R_g_b2276_and_g_b2277_and_g_b2278_and_g_b2279_and_g_b2280_and_g_b2281_and_g_b2282_and_g_b2283_and_g_b2284_and_g_b2285_and_g_b2286_and_g_b2287_and_g_b2288: g_b2276 + g_b2277 + g_b2278 + g_b2279 + g_b2280 + g_b2281 + g_b2282 + g_b2283 + g_b2284 + g_b2285 + g_b2286 + g_b2287 + g_b2288 --> g_b2276_and_g_b2277_and_g_b2278_and_g_b2279_and_g_b2280_and_g_b2281_and_g_b2282_and_g_b2283_and_g_b2284_and_g_b2285_and_g_b2286_and_g_b2287_and_g_b2288
b3962: --> g_b3962
R0_g_b3962_or_g_b1602_and_g_b1603: g_b3962 --> g_b3962_or_g_b1602_and_g_b1603
R1_g_b3962_or_g_b1602_and_g_b1603: g_b1602_and_g_b1603 --> g_b3962_or_g_b1602_and_g_b1603
b0451: --> g_b0451
R0_g_s0001_or_g_b0451: g_s0001 --> g_s0001_or_g_b0451
R1_g_s0001_or_g_b0451: g_b0451 --> g_s0001_or_g_b0451
b0114: --> g_b0114
b0115: --> g_b0115
R_g_b0114_and_g_b0115_and_g_b0116: g_b0114 + g_b0115 + g_b0116 --> g_b0114_and_g_b0115_and_g_b0116
Gene perturbation studies
GPR-extended models can be used to study how single or multiple gene-KOs affect the steady-state flux space.

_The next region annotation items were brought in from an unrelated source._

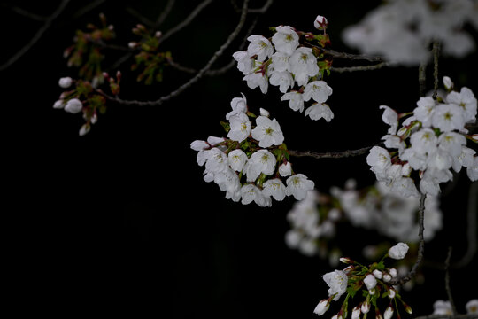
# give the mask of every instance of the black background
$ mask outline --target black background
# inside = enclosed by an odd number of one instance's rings
[[[57,1],[7,2],[48,15]],[[333,74],[331,122],[312,121],[281,102],[277,88],[267,95],[251,90],[235,67],[204,78],[181,96],[154,107],[111,105],[86,136],[80,137],[80,115],[52,108],[62,76],[75,76],[62,58],[74,31],[97,23],[104,12],[114,25],[114,43],[135,40],[137,19],[131,7],[155,19],[165,1],[105,1],[78,15],[85,3],[72,1],[31,50],[0,73],[4,185],[3,263],[8,266],[8,303],[19,316],[26,313],[70,317],[78,314],[139,317],[312,318],[317,302],[327,297],[320,276],[328,262],[289,250],[284,244],[285,219],[294,201],[270,208],[243,206],[224,198],[216,185],[202,180],[189,144],[209,136],[225,136],[220,121],[229,102],[248,98],[252,112],[263,107],[281,125],[289,149],[342,151],[377,143],[386,130],[378,106],[411,111],[418,99],[416,68]],[[177,1],[162,26],[167,30],[187,17],[199,1]],[[251,1],[251,7],[262,5]],[[333,3],[333,4],[332,4]],[[269,27],[290,25],[313,30],[317,14],[330,22],[334,49],[353,52],[340,32],[358,22],[380,1],[276,2],[260,16],[253,34],[270,36]],[[239,4],[240,5],[240,4]],[[1,7],[2,51],[5,61],[42,26]],[[238,21],[229,1],[215,1],[189,27],[165,41],[165,50],[182,65],[200,68]],[[252,21],[248,19],[244,30]],[[474,33],[476,39],[476,34]],[[244,31],[215,66],[230,61],[246,36]],[[110,55],[108,55],[110,54]],[[116,58],[118,52],[107,52]],[[462,60],[443,58],[441,75],[476,92],[476,53]],[[165,82],[151,88],[135,84],[123,66],[122,97],[156,99],[189,74],[166,70]],[[428,88],[432,88],[428,69]],[[358,186],[374,183],[365,157],[345,160],[293,159],[296,172],[315,182],[319,191],[343,186],[353,177]],[[464,173],[464,172],[463,172]],[[442,262],[448,245],[453,259],[466,249],[465,203],[469,181],[443,198],[446,228],[428,245],[426,258]],[[476,195],[474,195],[476,196]],[[349,255],[361,258],[360,247],[377,240],[363,230],[341,234]],[[476,258],[474,259],[474,266]],[[474,264],[451,271],[459,311],[476,298],[466,292],[474,283]],[[428,269],[426,285],[404,298],[416,315],[432,312],[433,301],[446,299],[443,272]],[[475,286],[474,286],[475,287]],[[337,309],[338,310],[338,309]],[[166,315],[167,314],[167,315]],[[326,315],[332,315],[330,311]]]

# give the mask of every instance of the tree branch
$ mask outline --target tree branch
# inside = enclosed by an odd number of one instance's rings
[[[420,206],[419,206],[419,249],[418,249],[418,256],[417,256],[417,260],[415,261],[415,263],[413,264],[413,266],[412,267],[412,269],[410,270],[410,272],[397,279],[397,280],[392,280],[390,281],[390,284],[393,284],[393,285],[397,285],[397,284],[399,284],[399,285],[403,285],[406,283],[408,283],[410,280],[412,280],[416,273],[417,273],[417,269],[418,268],[420,267],[420,263],[421,263],[421,260],[423,259],[423,252],[425,251],[425,239],[423,237],[423,231],[425,230],[425,227],[424,227],[424,215],[425,215],[425,199],[427,198],[427,195],[426,194],[421,194],[421,196],[420,197]]]
[[[166,39],[175,34],[176,32],[181,31],[185,27],[187,27],[191,21],[204,9],[209,4],[211,4],[213,0],[204,0],[201,4],[199,4],[192,12],[181,23],[179,23],[176,27],[173,27],[172,29],[166,32],[161,37],[159,38],[159,43],[163,43]]]
[[[342,152],[316,152],[312,151],[294,151],[289,150],[289,154],[295,157],[312,157],[320,159],[342,159],[347,157],[359,156],[366,153],[374,146],[367,146],[358,150],[346,150]]]
[[[222,55],[224,51],[231,44],[231,43],[235,39],[235,37],[239,35],[239,32],[243,28],[245,19],[247,17],[247,6],[249,4],[249,0],[245,0],[243,5],[243,12],[241,14],[241,18],[239,19],[239,23],[235,27],[235,30],[229,35],[227,37],[227,40],[224,44],[220,46],[220,48],[212,55],[212,58],[207,62],[207,64],[203,67],[199,72],[189,81],[188,81],[186,83],[180,86],[176,90],[169,93],[166,96],[163,96],[157,99],[156,101],[136,101],[136,100],[124,100],[120,98],[119,97],[111,97],[104,92],[99,91],[100,94],[102,94],[104,97],[105,97],[107,99],[111,101],[117,102],[121,105],[140,105],[140,106],[155,106],[155,105],[160,105],[164,102],[170,100],[173,97],[177,97],[181,92],[186,90],[188,88],[189,88],[191,85],[196,83],[197,81],[199,81],[208,70],[211,69],[211,66],[216,62],[216,60]]]
[[[13,54],[13,56],[11,57],[5,63],[0,65],[0,71],[4,71],[7,67],[17,62],[21,57],[23,57],[23,55],[25,55],[25,53],[27,53],[38,42],[38,40],[42,38],[45,31],[48,30],[48,28],[51,26],[53,20],[61,14],[61,12],[65,10],[66,4],[68,4],[70,0],[62,0],[57,10],[55,10],[55,12],[50,17],[48,17],[43,26],[38,29],[36,34],[30,39],[30,41],[27,44],[25,44],[23,48],[18,51],[17,53]]]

We can therefore integrate the GPR-rules in the model and then plot flux spaces that take into account knockouts. In the plots below, we show how knocking out the gene lpd affects bacterial growth and AKG yields.
[4]:
import straindesign as sd
import cobra
import logging
import matplotlib.pyplot as plt
logging.basicConfig(level=logging.INFO)
# load model
e_coli_core = cobra.io.load_model('e_coli_core')
# extend model with GPR rules using gene-names instead of IDs.
sd.extend_model_gpr(e_coli_core, use_names=True)
# Wild-type plot
datapoints, triang, plot1 = sd.plot_flux_space(e_coli_core,
('BIOMASS_Ecoli_core_w_GAM',('EX_akg_e','-EX_glc__D_e')),
show=False);
# plotting designed strain
_, _, plot2 = sd.plot_flux_space(e_coli_core,
('BIOMASS_Ecoli_core_w_GAM',('EX_akg_e','-EX_glc__D_e')),
constraints=['lpd = 0'],
show=False);
plot2.set_facecolor('#FFC000')
plot2.set_edgecolor('#FFC000')
# adjust axes limits and show plot
plot2.axes.set_xlim(0, 1.05*max([a[0] for a in datapoints]))
plot2.axes.set_ylim(0, 1.05*max([a[1] for a in datapoints]))
plt.show()
The blue shape represents the wild type and the yellow shape the lpd knockout strain flux space. The model predicts that the knockout will not affect the globally attainable α-ketoglutarate yield, but reduces the maximal possible growth rate. At higher growth rates, α-ketoglutarate yield is reduced.